Benefits
Bone-Identical Mineral Form
Hydroxyapatite (Ca10(PO4)6(OH)2) is the actual mineral structure of human bone and tooth enamel. MCHA provides calcium and phosphorus in the same crystalline form found in bone — proposed advantage for bone matrix incorporation.
Postmenopausal Bone Density (Some Evidence)
Several trials suggest MCHA produces equal-or-better BMD effects vs calcium carbonate or citrate in postmenopausal women. Castelo-Branco et al. trials and Pelayo et al. 2007 four-year follow-up support efficacy. Not consistently superior in head-to-head comparisons.
Phosphorus Content
MCHA provides phosphorus alongside calcium — bone needs both. Most calcium supplements lack phosphorus; MCHA's phosphorus content matches bone composition.
Organic Matrix Components
MCHA contains residual collagen-derived peptides, growth factors (theoretically), and trace elements from bone matrix — distinct from simple inorganic calcium salts.
Slow Calcium Release
Hydroxyapatite has lower acute solubility than calcium carbonate or citrate — leads to smaller transient calcium spikes. Some practitioners propose this is more physiological.
Mechanism of action
Hydroxyapatite Crystal Structure
Calcium phosphate crystallized as Ca10(PO4)6(OH)2 — the identical mineral structure of bone hydroxyapatite. Slowly dissolves in stomach to release Ca²⁺ and phosphate ions for absorption.

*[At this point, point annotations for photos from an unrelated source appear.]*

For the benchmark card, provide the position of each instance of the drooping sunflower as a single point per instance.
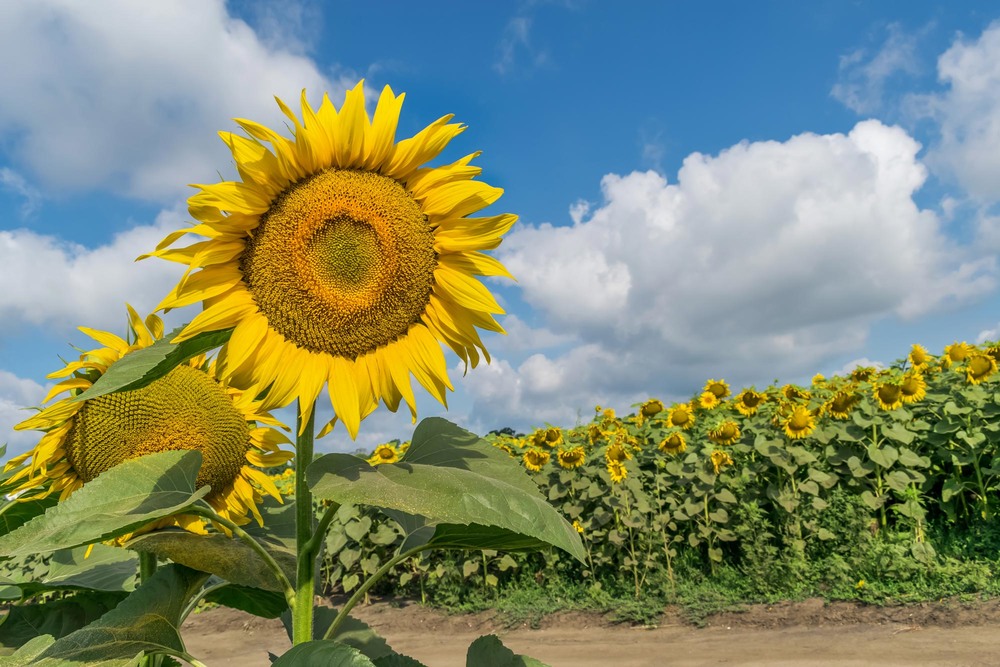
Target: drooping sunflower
(187, 409)
(674, 444)
(681, 415)
(800, 423)
(720, 460)
(718, 387)
(913, 387)
(979, 367)
(748, 401)
(341, 260)
(726, 433)
(384, 454)
(889, 395)
(841, 404)
(571, 458)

Phosphorus + Calcium Combined
Bone is ~99% hydroxyapatite (calcium phosphate) — providing both minerals together is theoretically more physiologic than calcium-only supplementation.
Slower Absorption
Lower acute solubility means slower calcium release vs carbonate/citrate — smaller serum calcium spikes; some practitioners consider this safer for cardiovascular concerns about calcium supplementation.
Bovine Bone Source Variability
MCHA quality varies significantly by source — bovine origin (concerns about BSE/prion contamination, pesticide exposure, antibiotic residues), processing methodology, and standardization. New Zealand-sourced MCHA is generally considered higher-quality.
Clinical trials
RCT comparing acute and 3-month effects of MCHA, calcium citrate, and calcium carbonate on serum calcium and bone turnover markers in postmenopausal women.
Postmenopausal women.
MCHA produced smaller serum calcium AUC vs citrate/carbonate (slower absorption) but similar effect on bone turnover markers. PTH suppression less pronounced with MCHA — interpreted as more physiological pattern. Not directly superior on hard outcomes.
Four-year follow-up of OHC supplementation for osteoporosis prevention in postmenopausal women.
Postmenopausal women.
MCHA/OHC supported BMD maintenance over 4 years. Industry-funded research; not direct comparison to bisphosphonates (which are gold-standard pharmacotherapy for osteoporosis).